Successivamente alla sua partenza a Roma, ci siamo persi un po' di vista. Fatta eccezione per le sue sporadiche visite a Chiaramonti per riabbracciare zia Natalina Palestro. Che, in effetti, gli ha fatto da mamma. Nato a Luras, dopo la morte del padre in giovane età, è stato "adottato" da zia Natalina e dalla nonna paterna. Ora vive la sua vecchiaia a Palau e non si fa più vedere a Chiaramonti, che pare avere dimenticato.

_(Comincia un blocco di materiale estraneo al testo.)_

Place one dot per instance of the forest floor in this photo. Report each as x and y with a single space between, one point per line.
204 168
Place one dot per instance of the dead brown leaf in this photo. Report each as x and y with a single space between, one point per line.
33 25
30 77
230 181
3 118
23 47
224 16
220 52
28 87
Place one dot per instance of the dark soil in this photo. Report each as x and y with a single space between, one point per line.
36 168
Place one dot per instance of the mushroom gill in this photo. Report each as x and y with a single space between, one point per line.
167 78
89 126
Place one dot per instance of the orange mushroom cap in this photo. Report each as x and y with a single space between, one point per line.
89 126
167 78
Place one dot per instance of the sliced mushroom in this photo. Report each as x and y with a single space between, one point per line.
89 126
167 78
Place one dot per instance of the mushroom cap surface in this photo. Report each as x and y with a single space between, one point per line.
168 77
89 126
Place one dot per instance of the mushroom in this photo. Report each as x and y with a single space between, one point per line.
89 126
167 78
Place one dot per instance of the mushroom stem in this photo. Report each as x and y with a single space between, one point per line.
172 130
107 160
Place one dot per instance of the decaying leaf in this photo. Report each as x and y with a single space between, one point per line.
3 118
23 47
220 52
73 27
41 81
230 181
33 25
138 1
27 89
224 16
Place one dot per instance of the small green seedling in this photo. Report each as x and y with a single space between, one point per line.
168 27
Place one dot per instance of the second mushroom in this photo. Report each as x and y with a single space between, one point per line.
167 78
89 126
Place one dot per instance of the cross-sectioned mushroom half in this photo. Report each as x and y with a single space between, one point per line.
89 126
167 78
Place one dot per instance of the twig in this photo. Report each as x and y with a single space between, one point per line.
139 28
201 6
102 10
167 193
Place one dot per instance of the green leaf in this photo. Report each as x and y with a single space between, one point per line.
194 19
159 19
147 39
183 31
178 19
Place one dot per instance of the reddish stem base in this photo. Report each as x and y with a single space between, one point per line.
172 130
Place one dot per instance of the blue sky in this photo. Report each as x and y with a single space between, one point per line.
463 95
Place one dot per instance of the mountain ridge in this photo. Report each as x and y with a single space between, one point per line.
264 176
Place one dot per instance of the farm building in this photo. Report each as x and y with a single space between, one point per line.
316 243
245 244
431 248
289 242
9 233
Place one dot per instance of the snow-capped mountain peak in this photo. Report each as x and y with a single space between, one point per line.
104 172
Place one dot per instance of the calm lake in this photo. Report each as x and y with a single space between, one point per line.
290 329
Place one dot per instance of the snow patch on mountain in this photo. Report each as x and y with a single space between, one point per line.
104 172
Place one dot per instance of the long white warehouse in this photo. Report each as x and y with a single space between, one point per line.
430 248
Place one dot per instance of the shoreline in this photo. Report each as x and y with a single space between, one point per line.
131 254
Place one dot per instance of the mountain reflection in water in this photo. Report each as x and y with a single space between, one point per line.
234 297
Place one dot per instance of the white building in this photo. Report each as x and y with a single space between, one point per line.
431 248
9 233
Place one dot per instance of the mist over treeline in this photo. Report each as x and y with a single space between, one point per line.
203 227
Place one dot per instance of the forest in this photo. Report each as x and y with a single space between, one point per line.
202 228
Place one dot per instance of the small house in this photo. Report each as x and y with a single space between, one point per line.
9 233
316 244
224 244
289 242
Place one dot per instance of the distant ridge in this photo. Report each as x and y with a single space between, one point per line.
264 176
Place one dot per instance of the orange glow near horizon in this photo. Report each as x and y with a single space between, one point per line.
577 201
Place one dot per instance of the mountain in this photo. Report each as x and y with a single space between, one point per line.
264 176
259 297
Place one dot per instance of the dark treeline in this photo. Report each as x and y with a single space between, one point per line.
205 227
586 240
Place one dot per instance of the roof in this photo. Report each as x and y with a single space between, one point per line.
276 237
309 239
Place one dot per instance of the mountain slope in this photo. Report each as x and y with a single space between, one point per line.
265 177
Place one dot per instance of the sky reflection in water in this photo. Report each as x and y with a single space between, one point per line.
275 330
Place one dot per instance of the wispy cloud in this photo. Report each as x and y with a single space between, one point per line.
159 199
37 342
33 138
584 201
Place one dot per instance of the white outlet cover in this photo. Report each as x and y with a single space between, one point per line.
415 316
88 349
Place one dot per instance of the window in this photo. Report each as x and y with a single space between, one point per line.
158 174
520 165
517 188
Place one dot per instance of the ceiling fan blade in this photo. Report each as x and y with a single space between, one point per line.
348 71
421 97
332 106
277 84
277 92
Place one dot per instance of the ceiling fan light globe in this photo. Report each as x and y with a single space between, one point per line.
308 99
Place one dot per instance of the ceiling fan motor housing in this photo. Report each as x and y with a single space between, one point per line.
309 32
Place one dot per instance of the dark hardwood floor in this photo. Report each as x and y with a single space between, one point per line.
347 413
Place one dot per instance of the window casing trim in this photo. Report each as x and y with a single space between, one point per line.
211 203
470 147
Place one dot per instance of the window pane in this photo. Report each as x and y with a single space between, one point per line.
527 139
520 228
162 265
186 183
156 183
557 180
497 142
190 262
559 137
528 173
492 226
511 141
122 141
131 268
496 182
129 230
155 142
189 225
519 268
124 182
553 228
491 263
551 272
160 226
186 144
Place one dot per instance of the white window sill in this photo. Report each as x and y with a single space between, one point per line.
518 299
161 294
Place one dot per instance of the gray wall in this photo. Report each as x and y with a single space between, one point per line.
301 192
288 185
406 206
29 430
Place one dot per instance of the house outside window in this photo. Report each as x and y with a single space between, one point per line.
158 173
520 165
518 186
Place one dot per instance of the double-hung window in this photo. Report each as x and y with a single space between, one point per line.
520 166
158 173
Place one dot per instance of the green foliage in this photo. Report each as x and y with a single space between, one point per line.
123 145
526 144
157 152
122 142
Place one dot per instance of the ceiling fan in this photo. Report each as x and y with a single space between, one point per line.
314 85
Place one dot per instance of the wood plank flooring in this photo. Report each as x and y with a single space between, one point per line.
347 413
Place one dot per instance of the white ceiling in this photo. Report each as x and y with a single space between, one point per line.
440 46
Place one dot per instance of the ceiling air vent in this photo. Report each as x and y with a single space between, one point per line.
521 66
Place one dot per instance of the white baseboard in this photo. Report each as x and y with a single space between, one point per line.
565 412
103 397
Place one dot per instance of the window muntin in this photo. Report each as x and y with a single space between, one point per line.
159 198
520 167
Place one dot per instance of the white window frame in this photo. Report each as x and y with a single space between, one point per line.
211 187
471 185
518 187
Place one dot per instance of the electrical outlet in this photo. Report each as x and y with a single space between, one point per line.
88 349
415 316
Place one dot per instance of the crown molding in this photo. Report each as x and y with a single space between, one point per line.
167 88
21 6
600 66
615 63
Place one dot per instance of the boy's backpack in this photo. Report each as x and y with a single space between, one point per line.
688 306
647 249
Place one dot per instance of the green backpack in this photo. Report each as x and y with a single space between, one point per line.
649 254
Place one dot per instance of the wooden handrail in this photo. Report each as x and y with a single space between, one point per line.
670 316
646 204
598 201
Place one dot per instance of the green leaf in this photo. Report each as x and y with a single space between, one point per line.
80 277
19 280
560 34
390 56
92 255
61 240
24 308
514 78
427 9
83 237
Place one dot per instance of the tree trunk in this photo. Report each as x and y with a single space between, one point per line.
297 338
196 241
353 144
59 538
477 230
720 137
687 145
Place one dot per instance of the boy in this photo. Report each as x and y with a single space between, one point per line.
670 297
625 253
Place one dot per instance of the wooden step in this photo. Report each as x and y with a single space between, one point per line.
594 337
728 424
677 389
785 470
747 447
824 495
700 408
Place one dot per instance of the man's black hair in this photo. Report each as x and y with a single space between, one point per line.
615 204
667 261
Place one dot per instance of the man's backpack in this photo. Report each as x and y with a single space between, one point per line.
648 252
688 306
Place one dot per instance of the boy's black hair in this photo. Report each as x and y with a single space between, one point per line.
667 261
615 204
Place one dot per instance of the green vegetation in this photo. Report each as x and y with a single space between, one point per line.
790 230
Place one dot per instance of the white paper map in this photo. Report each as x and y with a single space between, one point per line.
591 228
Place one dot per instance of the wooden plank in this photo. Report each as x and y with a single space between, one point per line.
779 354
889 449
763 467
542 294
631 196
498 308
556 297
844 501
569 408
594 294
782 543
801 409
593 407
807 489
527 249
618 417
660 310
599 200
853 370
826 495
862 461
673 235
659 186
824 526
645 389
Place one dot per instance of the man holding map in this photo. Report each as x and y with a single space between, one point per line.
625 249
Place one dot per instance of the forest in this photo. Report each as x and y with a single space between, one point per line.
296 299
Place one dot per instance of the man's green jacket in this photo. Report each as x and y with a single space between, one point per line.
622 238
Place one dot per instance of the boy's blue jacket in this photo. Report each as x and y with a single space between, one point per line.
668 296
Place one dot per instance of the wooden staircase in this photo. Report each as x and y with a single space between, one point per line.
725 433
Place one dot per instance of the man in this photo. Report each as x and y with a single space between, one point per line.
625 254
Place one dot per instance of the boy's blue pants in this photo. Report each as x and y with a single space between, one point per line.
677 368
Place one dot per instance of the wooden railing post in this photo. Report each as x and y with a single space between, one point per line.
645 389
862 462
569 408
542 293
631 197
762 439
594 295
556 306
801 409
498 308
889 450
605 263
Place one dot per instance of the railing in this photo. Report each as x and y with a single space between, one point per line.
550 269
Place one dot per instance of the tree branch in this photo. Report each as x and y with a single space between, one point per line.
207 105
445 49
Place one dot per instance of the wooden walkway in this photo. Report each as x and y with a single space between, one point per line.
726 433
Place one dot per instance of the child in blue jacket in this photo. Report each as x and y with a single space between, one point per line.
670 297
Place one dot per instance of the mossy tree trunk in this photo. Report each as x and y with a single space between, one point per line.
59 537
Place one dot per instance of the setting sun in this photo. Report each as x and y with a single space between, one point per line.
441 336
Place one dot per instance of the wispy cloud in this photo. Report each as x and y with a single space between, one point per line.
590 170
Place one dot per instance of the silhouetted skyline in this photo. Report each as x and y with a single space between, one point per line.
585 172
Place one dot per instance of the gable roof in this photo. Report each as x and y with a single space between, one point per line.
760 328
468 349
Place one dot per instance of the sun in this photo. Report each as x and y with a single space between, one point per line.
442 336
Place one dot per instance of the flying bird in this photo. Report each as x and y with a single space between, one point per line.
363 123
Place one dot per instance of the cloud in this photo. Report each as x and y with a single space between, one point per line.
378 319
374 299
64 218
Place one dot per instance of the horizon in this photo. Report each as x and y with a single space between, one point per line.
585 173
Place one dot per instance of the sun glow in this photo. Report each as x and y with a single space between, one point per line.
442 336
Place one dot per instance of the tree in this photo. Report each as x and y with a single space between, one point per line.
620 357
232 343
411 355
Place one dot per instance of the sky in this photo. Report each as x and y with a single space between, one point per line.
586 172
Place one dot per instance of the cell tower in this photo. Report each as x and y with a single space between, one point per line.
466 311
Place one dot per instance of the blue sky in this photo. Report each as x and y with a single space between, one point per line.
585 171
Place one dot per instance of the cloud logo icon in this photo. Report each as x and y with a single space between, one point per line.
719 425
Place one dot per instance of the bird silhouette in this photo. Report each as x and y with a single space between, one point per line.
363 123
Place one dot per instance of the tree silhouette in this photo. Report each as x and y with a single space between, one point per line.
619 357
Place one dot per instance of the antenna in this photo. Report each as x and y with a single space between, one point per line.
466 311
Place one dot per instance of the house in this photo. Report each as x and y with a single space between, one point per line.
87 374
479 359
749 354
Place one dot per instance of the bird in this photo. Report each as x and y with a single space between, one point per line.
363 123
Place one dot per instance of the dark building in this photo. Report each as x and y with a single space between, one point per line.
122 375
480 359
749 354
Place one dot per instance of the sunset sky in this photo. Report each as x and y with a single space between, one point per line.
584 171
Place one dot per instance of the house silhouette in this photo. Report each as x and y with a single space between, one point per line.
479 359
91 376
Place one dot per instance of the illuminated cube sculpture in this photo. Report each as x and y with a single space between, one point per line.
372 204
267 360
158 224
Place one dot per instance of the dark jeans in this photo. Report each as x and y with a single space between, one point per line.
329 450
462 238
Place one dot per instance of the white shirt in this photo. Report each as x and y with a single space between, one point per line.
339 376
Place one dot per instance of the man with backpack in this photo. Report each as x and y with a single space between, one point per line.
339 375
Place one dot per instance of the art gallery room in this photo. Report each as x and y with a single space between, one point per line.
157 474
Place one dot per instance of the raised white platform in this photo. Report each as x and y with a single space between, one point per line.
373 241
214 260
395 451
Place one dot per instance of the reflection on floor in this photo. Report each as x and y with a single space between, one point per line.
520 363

Per quanto attiene alla sua prima messa in paese, Tore ricorderà di certo che, guidati dall'allora vice parroco don Dettori, insieme ad altri ragazzi e ragazze siamo stati interpreti di quella che, allora, si chiamava "accademia". E cioè uno spettacolo di canti, dialoghi e altro allestito al Cinema Fontana (oggi Discoteca Marrone). In particolare, ricordo che Tore interpretava proprio don Vittorio che, sul palcoscenico, celebrava in silenzio la messa, mentre io declamavo, in italiano, una poesia che, composta da don Dettori, ripercorreva a grandi linee, la pur breve storia dell'esistenza di Vittorio Palestro.


Piacerebbe anche a me rivederlo. Mi dovrò decidere, un giorno o l'altro, ad andarlo a trovare, in una delle mie visita alla Maddalena. (c.p.)